Speaking from personal experience
The crowd will hear from speakers with personal experience of detention and the hostile environment, in calls for Hassockfield-Derwentside to be shut down.
The End Detention group, whose members have experienced detention, including in Derwentside, will say:
“Being locked up in detention made us feel humiliated, rejected, and as if we are less than human. The UK is supposed to be a safe country – but when you are detained you are ripped from your life, your mental health is destroyed, and you feel there is no one you can trust.
We need an asylum and immigration system that supports our mental health, handles our cases fairly and treats us with respect and trust. This means letting us live in and be part of our communities. The UK government should treat everyone equally. No one should be treated as if they are less than someone else. No one should be locked up in immigration detention. We just want to be safe.”
Agnes Tanoh from Women for Refugee Women, who started a petition against the detention centre that has been signed by over 16,700 people and is speaking at the protest, will say:
“I fled my home country because of war. I was looking for protection but I was imprisoned for over three months. They called me a liar. But I came to a country where there are people of good heart. So we are grateful to all who believe solidarity has no borders who are stood with us today to protest against Derwentside detention centre. We are shouting today at the protest, there is hope for all of you who are currently detained in Derwentside. No matter how long the night, it’ll be light tomorrow.”

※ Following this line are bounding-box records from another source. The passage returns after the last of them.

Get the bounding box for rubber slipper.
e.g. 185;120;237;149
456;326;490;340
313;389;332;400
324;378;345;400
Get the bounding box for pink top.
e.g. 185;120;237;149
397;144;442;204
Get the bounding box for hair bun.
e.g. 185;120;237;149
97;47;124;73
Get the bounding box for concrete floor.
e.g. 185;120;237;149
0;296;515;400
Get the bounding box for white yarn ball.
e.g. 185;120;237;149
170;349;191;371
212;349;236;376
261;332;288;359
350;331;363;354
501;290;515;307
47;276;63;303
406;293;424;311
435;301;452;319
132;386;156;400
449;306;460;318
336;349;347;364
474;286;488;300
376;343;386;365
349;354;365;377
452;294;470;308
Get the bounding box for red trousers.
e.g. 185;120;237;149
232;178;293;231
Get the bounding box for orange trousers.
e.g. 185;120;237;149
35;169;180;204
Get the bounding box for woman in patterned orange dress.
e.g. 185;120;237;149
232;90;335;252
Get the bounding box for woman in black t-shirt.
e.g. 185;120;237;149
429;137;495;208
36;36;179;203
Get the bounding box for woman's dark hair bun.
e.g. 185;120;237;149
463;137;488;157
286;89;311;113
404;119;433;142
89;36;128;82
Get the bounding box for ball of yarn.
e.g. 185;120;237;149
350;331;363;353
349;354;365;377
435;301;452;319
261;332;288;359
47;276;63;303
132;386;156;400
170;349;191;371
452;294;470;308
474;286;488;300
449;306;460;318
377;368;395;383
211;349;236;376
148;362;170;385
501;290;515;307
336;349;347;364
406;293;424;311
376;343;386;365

The organising groups also wish to state their solidarity with the brave women in Iran who are protesting against the violent repression of women’s rights by the regime which resulted in the death in custody of 22 year old Mahsa Amini on September 16 following her detention by the ‘Guidance Patrol’ (Iran’s morality police) for showing her hair in public.
Notes:
(2) For instance, 85% of women seeking asylum who were detained at Yarl’s Wood and participated in Women for Refugee Women’s 2017 research were survivors of sexual or other gender-based violence, including domestic violence, forced marriage, female genital mutilation and forced prostitution/trafficking: https://www.refugeewomen.co.uk/wp-content/uploads/2019/01/women-for-refugee-women-reports-we-are-still-here.pdf
(3) Statistics supplied to Women for Refugee Women by the Home Office. These figures show that in 2021, a total of 141 asylum-seeking women left detention. Just 11 of these women (8%) left detention to be removed from the UK; the vast majority, 130 women (92%), were released back into the community, to continue with their cases. The high rate of release back into the community for asylum-seeking women can be seen across previous years’ figures, too. In 2019, before the pandemic started, just 122 (8%) of the 1,550 asylum-seeking women leaving detention were removed from the UK. The vast majority – 1,428 women, or 92% – were released back into the community, to continue with their cases.